Bei FMC werde das Ergebnis nach Anteilen Dritter 2022 währungsbereinigt um bis zu 25 Prozent einbrechen, teilten die beiden Unternehmen weiter mit. Bisher war FMC von einem Minus von maximal 20 Prozent ausgegangen. "Wir konnten die Zahl der offenen Stellen in unseren Dialysezentren reduzieren; sie blieb aber auf einem hohen Niveau", sagte FMC-Finanzchefin Helen Giza. Die Inflation belaste das Ergebnis zudem. "Bei aller Ernüchterung darüber, dass sich die eingeleiteten Maßnahmen in Nordamerika verzögert auswirken, sind wir zuversichtlich, dass unsere intensivierten Anstrengungen die nötigen Verbesserungen bringen werden." Der Umsatz soll wie geplant leicht steigen.

Carla Kriwet, die das Unternehmen seit Anfang Oktober führt, greift angesichts der unerwartet stark bröckelnder Gewinne durch. Es sei "dringend erforderlich, unsere operative Geschäftsentwicklung durch tiefgreifende Maßnahmen zu verbessern", erklärte Kriwet. Sie hatte angesichts der Probleme bei dem Dialyse-Spezialisten, vor allem in Nordamerika, Anfang Oktober vorzeitig die Führung von FMC übernommen, zeitgleich mit dem neuen Chef des Mutterkonzerns Fresenius, Michael Sen.

Dialyse-Tochter als Bremsklotz für Fresenius

"Wir haben bereits mit der Ausarbeitung eines umfassenden Turnaround-Plans begonnen, zu dem auch eine Kultur der Leistung und klaren Verantwortlichkeiten gehören wird", sagte Kriwet, die vom Hausgerätekonzern BSH Hausgeräte zu FMC gekommen war.

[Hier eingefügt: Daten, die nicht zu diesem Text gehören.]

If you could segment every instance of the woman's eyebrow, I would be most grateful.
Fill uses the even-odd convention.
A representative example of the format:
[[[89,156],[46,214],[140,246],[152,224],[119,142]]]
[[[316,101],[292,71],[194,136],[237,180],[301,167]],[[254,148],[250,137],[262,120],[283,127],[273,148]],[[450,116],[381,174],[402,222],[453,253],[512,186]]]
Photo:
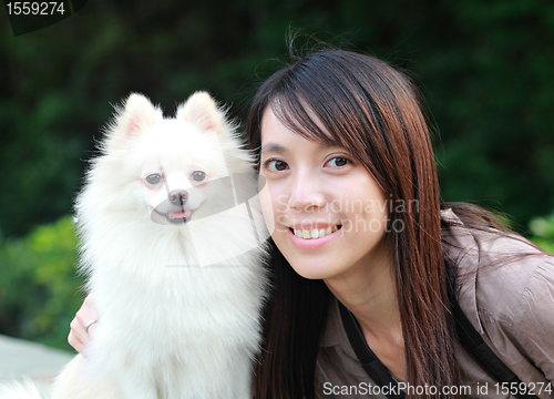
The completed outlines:
[[[261,154],[265,154],[268,152],[286,153],[287,149],[285,149],[283,145],[277,144],[277,143],[268,143],[268,144],[261,145]]]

Die erfolgsverwöhnte Dialyse-Tochter hatte sich zuletzt immer mehr zum Bremsklotz für Fresenius entwickelt. Vor allem der Mangel an Pflegekräften in den USA bremst die Erholung nach der Corona-Pandemie, in der Dialyse-Patienten besonders gefährdet waren. Trotz aller Bemühungen sei die Zahl unbesetzter Stellen in den Dialysezentren weiterhin hoch. "Bei aller Ernüchterung darüber, dass sich die eingeleiteten Maßnahmen in Nordamerika verzögert auswirken, sind wir zuversichtlich, dass unsere intensivierten Anstrengungen die nötigen Verbesserungen bringen werden", sagte FMC-Finanzchefin Helen Giza.

Die Börse reagierte am Montag überraschend auf die Nachrichten. Die Aktien von Fresenius und FMC legten zeitweise deutlich zu und waren auch am Mittag noch die tagesbesten Werte im Dax. Es wurde offenbar schnell klar, dass die mageren Zahlen wohl längst eingepreist waren. Unter Händlern hieß es, einige Anleger witterten wohl eine Einstiegschance.

Unter Schwankungen ging es für die FMC-Aktien zeitweise um mehr als sechs Prozent aufwärts, Fresenius-Papiere verbesserten sich um gut vier Prozent. Beide rutschten dann wieder etwas zurück. Analyst Graham Doyle von der UBS etwa erwähnte, dass die Prognosesenkung großteils bereits in den Schätzungen am Markt enthalten ist. Er beließ den Wert auf "Neutral" mit einem Kursziel von 30 Euro.

Fresenius (WKN: 578560)

Die britische Investmentbank Barclays hat die Einstufung für Fresenius nach den reduzierten Jahreszielen auf "Overweight" mit einem Kursziel von 34 Euro belassen. Umsatz und operatives Ergebnis (Ebit) seien trotz allem noch etwas besser als vom Markt erwartet ausgefallen, schrieb Analyst Hassan Al-Wakeel in einer aktuellen Studie. Der Nettogewinn des Medizinkonzerns habe hingegen die Konsensschätzung verfehlt.

Fazit

Der Krankenhaus-Konzern Fresenius will seine Dialyse-Tochter FMC unter neuer Führung mit strengen Maßnahmen Richtung Gewinne trimmen. Sollte das gelingen, wäre auch die Fresenius-Aktie auf dem aktuellen Niveau vor längerfristigem Horizont ein attraktives Investment. BÖRSE ONLINE hat ein Kursziel von 32,00 Euro ausgegeben. Bei 17,50 Euro sollte aber sicherheitshalber eine Stop-Loss-Order platziert werden.